CORRECTION: The original version of this story stated that the current cost of in-state undergraduate tuition was $7,008. Current in-state tuition is $5,128. The cost of tuition and fees combined is $7,008. The Daily Tar Heel apologizes for the error.
UNC administrators discussed Thursday the possibility of raising tuition by nearly 40 percent in the next two to four years.
The tuition and fee advisory task force met Thursday to discuss what form a tuition increase above the UNC system’s mandated 6.5 percent cap would take.
Although the cap has not been officially lifted by the system’s Board of Governors, Bruce Carney, executive vice chancellor and provost, said the UNC General Administration sent a letter this week giving system schools permission to consider temporarily lifting the 6.5 percent cap on tuition increases.

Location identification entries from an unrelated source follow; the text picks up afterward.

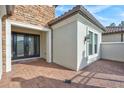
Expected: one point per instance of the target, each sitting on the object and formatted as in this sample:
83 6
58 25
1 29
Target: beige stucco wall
69 48
65 45
42 38
84 26
113 51
111 37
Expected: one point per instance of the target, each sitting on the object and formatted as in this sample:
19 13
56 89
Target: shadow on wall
84 61
44 82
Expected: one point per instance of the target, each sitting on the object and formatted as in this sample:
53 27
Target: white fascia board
65 21
29 26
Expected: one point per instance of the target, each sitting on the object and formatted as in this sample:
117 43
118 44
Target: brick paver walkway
38 73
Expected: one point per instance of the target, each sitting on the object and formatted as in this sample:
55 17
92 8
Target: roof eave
81 10
9 10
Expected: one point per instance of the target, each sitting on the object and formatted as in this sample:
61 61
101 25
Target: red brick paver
38 74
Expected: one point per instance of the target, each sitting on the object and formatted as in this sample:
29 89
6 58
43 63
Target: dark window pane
90 43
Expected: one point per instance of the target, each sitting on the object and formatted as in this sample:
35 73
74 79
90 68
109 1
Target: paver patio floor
40 74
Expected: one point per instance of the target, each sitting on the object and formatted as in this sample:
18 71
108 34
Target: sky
105 14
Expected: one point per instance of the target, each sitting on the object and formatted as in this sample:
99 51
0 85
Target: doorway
25 45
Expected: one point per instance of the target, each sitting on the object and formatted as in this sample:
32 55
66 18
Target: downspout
51 44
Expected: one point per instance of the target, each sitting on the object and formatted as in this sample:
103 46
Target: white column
0 48
8 45
48 45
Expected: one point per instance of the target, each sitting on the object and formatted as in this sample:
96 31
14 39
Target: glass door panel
20 45
31 45
25 45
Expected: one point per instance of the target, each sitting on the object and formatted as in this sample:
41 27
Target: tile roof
81 10
115 29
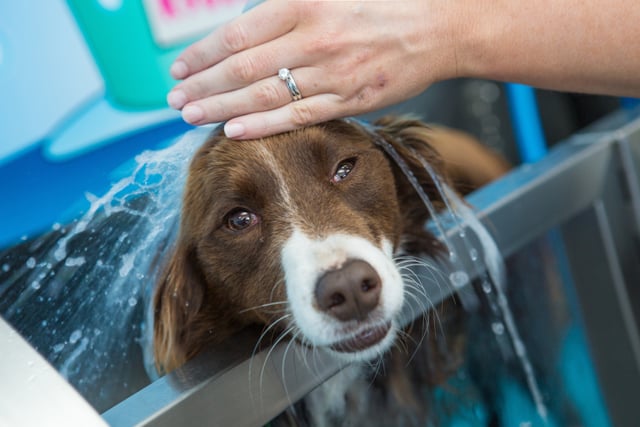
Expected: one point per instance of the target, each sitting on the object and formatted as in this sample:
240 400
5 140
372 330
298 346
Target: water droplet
74 262
127 265
497 328
486 287
459 279
75 336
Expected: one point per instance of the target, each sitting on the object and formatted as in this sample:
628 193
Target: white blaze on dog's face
356 335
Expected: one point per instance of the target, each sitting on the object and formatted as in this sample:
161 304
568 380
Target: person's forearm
570 45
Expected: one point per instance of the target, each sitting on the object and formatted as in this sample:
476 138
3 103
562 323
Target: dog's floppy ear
177 301
464 162
409 139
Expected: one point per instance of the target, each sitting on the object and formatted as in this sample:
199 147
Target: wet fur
217 282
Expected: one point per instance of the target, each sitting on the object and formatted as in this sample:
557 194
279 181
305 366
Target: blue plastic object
526 122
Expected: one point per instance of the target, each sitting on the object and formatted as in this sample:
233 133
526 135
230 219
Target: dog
302 233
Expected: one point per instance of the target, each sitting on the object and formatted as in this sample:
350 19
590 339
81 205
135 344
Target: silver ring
285 75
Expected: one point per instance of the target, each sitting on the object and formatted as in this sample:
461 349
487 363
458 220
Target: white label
176 21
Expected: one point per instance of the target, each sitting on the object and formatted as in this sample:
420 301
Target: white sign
173 22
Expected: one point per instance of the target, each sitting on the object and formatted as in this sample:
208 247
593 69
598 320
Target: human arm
353 57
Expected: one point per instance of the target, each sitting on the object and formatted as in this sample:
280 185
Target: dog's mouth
364 339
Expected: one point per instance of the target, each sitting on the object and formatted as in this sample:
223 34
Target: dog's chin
365 345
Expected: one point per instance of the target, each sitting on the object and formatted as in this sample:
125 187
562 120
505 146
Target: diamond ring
284 74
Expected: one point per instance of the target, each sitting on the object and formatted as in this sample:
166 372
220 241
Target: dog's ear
463 161
409 138
177 302
458 160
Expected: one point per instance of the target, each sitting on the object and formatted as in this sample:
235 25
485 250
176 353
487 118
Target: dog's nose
350 292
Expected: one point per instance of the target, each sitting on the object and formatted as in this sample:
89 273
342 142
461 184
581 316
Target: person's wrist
472 29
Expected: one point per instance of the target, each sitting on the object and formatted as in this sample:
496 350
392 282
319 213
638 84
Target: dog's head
296 232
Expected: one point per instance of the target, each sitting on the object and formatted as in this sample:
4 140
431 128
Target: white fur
305 260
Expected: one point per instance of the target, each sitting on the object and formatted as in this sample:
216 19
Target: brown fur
215 277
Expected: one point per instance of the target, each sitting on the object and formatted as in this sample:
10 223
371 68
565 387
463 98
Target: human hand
347 58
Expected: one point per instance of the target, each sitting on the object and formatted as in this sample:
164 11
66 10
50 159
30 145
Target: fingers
261 24
291 116
266 94
237 71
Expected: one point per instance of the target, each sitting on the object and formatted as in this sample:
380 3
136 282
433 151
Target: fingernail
176 99
192 114
178 70
234 130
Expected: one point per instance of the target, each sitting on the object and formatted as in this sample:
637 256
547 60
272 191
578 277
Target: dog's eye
343 170
240 219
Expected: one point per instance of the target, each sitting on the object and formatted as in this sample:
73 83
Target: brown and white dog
305 230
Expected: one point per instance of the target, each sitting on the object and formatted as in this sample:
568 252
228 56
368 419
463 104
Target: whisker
258 307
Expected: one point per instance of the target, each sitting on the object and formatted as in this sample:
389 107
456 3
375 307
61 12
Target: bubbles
127 264
74 262
459 279
75 336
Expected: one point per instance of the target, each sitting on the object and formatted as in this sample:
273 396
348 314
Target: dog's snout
350 292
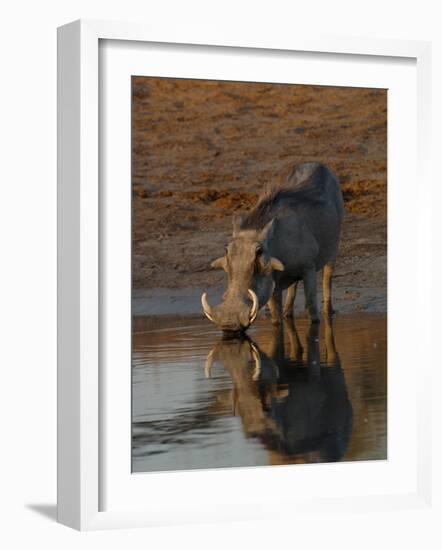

“People are talking now (at the General Administration), and we’re just hearing things trickle down,” said Student Body President Mary Cooper, who is also a member of the task force. “All of this was complete speculation.”
Initial proposals presented at the meeting suggest a total increase of $2,800 for in-state undergraduates in a span of two to four years. This would represent an increase of 40 percent for the current in-state tuition of $5,128.
The cap on tuition has been set at 6.5 percent for all UNC-system schools since 2006, and the Board of Governors decided to maintain the cap last year. But the board provided wiggle room for universities to propose an increase that exceeds the cap if tuition is the only viable funding source.
Universities’ tuition proposals are also required by the board to keep tuition and fee rates within the bottom quarter of their peer institutions.
But a gradual 40 percent tuition increase could push these parameters, placing UNC-CH closer to the cost of its more expensive peer institutions.